- Esta é a sua melhor foto.
- Ah, você acha?
- Sim.
- Estou a cara do James Dean.
- Nananinanã. Está a cara do Elvis Presley.
- Também acho. Sempre fui muito bonito.
- Ah, metido!
- Confessa. Eu sou um partidão!
- Não vale pai. Naquela época, vocês tiravam foto em estúdio e tinha toda aquela produção.
- Mas o que conta de fato é o modelo e, convenhamos, seu paizão aqui não deixa a desejar.
- Mas isso foi à muito tempo. Agora você está velho.
- (Risadas). Sua mal-criada.
- Foi você quem me criou.
- Deve ser por isso mesmo, faltaram umas palmadas, mas posso resolver isso agora.
- Ah nem vem!
- Só um beliscão.
- Pára pai!
- Vou te mostrar quem é velho. Eu ainda mando muito bem!
- Ahã! Você é descolado!
- Viu, você reconheceu!
- Sob alta pressão.
- Não interessa.
- Posso ver as outras fotos?
- Pode, mas se me chamar de velho de novo, eu tiro uma foto sua na hora em que você estiver acordando e mostro para todo mundo.
- Isso é golpe baixo. Eu já te falei que meu cabelo não obedece a lei da gravidade pela manhã.
- Por isso mesmo!
- Paiê, por que você não tirou mais fotos deste tipo na época em que você ostentava aquele topete?
- Ah, é complicado. A gente tirava só uma foto por ano, quando sobrava dinheiro.
- Mas esta foto foi tirada na Jordânia?
- Não, foi em Ramallah. Eu ainda era noivo da sua mãe. Queria impressionar.
- Deu certo!
- Deu sim, mas a sua mãe era uma tremenda gata. Ruivinha, olhos verdes, alta, toda bonitona e andava sempre bem elegante. Ela trabalhava com o pai dela na confecção de roupas de lã que eles tinham em Ramallah e eu trabalhava numa alfaiataria bem em frente.
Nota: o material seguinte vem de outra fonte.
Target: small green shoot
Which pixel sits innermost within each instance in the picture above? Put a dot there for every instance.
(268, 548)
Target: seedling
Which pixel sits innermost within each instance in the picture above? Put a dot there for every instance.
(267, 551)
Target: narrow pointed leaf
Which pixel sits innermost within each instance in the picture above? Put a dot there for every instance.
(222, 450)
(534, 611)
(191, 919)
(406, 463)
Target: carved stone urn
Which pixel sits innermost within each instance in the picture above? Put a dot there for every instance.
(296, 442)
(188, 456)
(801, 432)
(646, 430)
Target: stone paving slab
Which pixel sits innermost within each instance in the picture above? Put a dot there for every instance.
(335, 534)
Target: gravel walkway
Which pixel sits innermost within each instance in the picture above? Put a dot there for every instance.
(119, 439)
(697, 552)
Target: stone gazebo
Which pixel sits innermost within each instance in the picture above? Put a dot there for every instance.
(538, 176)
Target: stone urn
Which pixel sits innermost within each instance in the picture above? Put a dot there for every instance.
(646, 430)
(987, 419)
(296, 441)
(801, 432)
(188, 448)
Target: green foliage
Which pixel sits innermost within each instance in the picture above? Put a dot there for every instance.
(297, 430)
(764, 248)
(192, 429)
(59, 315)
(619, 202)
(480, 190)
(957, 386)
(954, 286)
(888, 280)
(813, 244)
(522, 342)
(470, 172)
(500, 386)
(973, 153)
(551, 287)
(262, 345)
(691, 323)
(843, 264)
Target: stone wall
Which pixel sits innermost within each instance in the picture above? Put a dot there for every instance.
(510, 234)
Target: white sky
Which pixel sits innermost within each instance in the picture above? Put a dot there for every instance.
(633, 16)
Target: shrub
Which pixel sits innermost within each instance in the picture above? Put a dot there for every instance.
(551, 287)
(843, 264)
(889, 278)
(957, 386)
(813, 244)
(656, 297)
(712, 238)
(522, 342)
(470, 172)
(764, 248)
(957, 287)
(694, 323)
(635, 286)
- Aha, então você ficava paquerando a mamãe?
- Ficava, mas bem de longe. Naquela época, a gente só se falava depois do casamento. Não foi nosso caso, porque éramos parentes e só não nos falávamos mais porque a sua vó Miriam era muito implicante comigo.
- Ela era contra o casamento de vocês?
- Era. Por um só motivo: eu era muito pobre e sua mãe era muito bonita. Sua vó queria um casamento melhor para ela.
- Eu sei. Ela não esconde isso até hoje.
- Ela vive do passado.
- O fato é que você se casou com a mamãe e teve uma linda filha. Eu!
- Tive lindos filhos. Você é a mais feinha, mas é engraçadinha.
- Sai fora!
- Olha o respeito com o seu pai.
- Hum! Todo mundo diz que eu sou a sua versão feminina, então você também é feio.
- Negativo! A versão masculina é sempre mais bonita. Olha o exemplo do pavão.
- Você é um convencido, isso sim!
- Sabe qual a foto que eu mais gosto? Esta aqui, no seu primeiro ano de idade, quando a sua mãe te vestiu de noiva e mandamos fazer uma vela do seu tamanho. Naquela época você ainda era bonitinha.
- Pôxa, você não pára de me sacanear.
- Ah, mas olha aqui para você. Tão fofinha, tão gorduchinha. Eu fui ao melhor estúdio, no centro de Amman, tirar esta foto. Todo mundo ficou louco quando te viu tão pequenininha e vestida de noiva.
- Que coisa brega!
- Eu não acho! Apesar da guerra, das desgraças em que nós viviamos, sua carinha me fazia acreditar que valia à pena lutar. Você não imagina a situação em que viviamos. As pessoas não sabiam se iriam amanhecer vivas. Mesmo assim, a gente tentava levar a vida, trabalhar e tentar fazer coisas boas, como a sua primeira festinha de aniversário. A primeira filha, a primeira neta, a primeira sobrinha. Você foi o centro das atenções durante um bom tempo. Pode se gabar disso!
- Ah, pois eu só lembro das primeiras surras que levei do tio Amin, porque ele deixou de ser o caçula da família.
- Ah, tem isso também. Você veio ao mundo para provocar. Fazer o quê?
- Engraçadinho!
- Cansei de ver fotos e você não fez o meu café até agora. Eu trouxe um cardamomo cheirosíssimo. Capricha!
- Eu sabia que isso não ia acabar bem! Sobrou para mim de novo!